In the recent Australian National University experiment by Dr. Truscott, Wheeler's Delayed Choice thought experiment was carried out with ultra-cooled helium atoms. The Nature Physics publication is below, with other explanations available online. What I'm interested in is a plausible explanation that occurred to me.

So, the state of the atom is indeterminate between the first light grating and the second possible light grating. This second event, only determined to actually happen (or not) after the first event occurs, seems to influence the behavior (either particle or wave behavior) of the atom between the first and second grating. There are two plausible explanations. Either the atom doesn't actually exist as a wave or particle between these two events, and this behavior is only determined at measurement, or (obviously controversially) the future event effects the past.

I'm interested in this second explanation, because in my mind it resembles the local-realism violations of certain entangled pairs. There is support to the idea that a particle can be entangled with itself (though the usefulness of this until now was moot), so my question, as stated above, is this: could this single helium atom be entangled with itself between the first and second gratings?
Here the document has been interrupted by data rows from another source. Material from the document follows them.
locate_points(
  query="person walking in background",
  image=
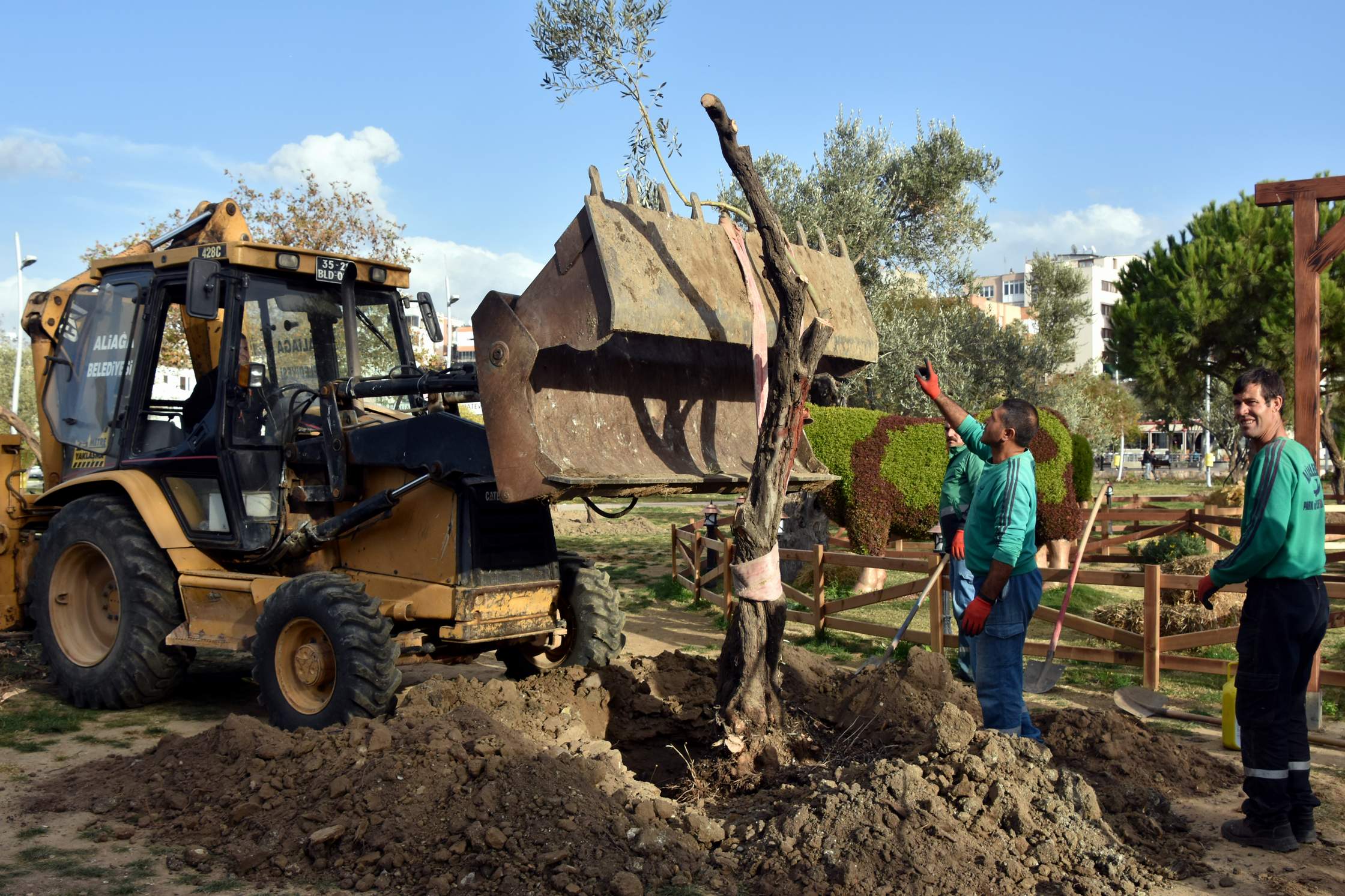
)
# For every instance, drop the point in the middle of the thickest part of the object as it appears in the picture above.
(1282, 558)
(1001, 551)
(960, 484)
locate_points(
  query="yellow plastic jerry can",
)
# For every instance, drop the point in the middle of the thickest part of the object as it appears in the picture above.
(1232, 731)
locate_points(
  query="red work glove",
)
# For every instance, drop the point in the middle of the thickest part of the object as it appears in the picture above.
(974, 617)
(928, 380)
(1206, 590)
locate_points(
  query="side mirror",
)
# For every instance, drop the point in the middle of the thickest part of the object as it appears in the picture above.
(202, 288)
(431, 317)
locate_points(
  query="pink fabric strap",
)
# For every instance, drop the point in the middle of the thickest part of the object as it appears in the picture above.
(759, 579)
(759, 347)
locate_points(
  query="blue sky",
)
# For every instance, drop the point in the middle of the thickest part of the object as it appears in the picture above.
(1114, 122)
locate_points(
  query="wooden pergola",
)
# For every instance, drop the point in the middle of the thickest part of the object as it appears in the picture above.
(1313, 254)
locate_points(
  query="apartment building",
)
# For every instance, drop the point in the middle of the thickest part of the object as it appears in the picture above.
(1094, 334)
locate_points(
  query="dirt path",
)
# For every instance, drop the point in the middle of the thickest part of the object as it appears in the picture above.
(73, 852)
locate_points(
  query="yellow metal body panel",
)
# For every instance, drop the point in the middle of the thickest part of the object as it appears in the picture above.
(422, 546)
(221, 613)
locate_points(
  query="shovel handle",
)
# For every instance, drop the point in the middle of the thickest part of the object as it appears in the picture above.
(1074, 573)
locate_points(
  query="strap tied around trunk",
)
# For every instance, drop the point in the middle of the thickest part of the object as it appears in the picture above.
(759, 579)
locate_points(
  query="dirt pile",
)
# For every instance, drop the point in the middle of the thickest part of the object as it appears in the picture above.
(978, 813)
(544, 786)
(1135, 771)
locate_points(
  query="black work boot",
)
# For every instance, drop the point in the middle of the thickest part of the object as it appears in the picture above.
(1248, 833)
(1304, 826)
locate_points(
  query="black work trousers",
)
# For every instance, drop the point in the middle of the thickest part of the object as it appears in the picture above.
(1284, 624)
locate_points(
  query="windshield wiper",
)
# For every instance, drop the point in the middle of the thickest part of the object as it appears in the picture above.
(374, 329)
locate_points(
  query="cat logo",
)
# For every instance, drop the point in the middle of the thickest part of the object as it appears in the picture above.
(86, 460)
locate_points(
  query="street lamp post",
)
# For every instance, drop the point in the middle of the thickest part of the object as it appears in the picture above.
(20, 261)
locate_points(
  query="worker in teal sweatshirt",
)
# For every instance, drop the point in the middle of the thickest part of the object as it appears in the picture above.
(1001, 551)
(960, 486)
(1281, 556)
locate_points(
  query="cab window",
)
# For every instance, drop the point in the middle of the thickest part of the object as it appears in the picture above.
(92, 362)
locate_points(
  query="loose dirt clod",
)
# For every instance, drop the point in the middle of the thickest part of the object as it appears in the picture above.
(545, 786)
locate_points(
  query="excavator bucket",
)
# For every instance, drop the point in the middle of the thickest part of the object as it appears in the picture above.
(626, 367)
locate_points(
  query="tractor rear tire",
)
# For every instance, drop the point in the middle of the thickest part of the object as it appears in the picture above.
(324, 653)
(104, 597)
(593, 621)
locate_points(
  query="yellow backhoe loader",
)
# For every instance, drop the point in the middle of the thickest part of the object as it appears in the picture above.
(319, 502)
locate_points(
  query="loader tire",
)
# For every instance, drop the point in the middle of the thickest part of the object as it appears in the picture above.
(593, 621)
(323, 653)
(104, 598)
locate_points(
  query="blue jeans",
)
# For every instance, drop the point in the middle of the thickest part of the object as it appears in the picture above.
(1000, 656)
(963, 593)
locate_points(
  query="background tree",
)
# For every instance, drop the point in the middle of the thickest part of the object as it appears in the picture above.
(1057, 293)
(1095, 406)
(1218, 299)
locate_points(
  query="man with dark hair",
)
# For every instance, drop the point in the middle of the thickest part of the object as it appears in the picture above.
(960, 484)
(1281, 556)
(1001, 551)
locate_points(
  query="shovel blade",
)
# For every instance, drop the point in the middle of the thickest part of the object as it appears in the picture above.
(1041, 678)
(1140, 702)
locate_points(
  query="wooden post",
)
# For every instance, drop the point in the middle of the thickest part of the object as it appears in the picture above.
(820, 592)
(1313, 254)
(1212, 547)
(696, 562)
(935, 610)
(728, 578)
(1153, 661)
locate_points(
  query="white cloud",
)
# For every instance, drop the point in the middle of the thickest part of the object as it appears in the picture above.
(473, 272)
(353, 159)
(1113, 230)
(27, 155)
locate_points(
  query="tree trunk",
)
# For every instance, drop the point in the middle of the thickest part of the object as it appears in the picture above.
(1332, 445)
(748, 675)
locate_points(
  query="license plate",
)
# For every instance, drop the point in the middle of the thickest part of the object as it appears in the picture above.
(333, 271)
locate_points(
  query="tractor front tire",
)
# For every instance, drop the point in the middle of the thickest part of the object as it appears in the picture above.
(324, 653)
(593, 622)
(104, 598)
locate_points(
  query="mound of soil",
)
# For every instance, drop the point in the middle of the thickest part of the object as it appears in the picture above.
(1135, 771)
(545, 786)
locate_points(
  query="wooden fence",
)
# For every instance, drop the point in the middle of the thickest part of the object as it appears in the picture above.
(1146, 649)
As a measurement of one entangled particle causes the other to take on the measured state, this behavior seems at the very least parallel. When this atom is measured at the second grating (let's call this t=1), not only is the behavior determined for that point, but as that collapses the superposition of having traveled as either a wave or particle, it also collapses it at its state immediately after the first grating (for now, t=0).

This does require the atom as it exists at t=0 and at t=1 to be considered an entangled pair to have a consistent explanation, hence the question.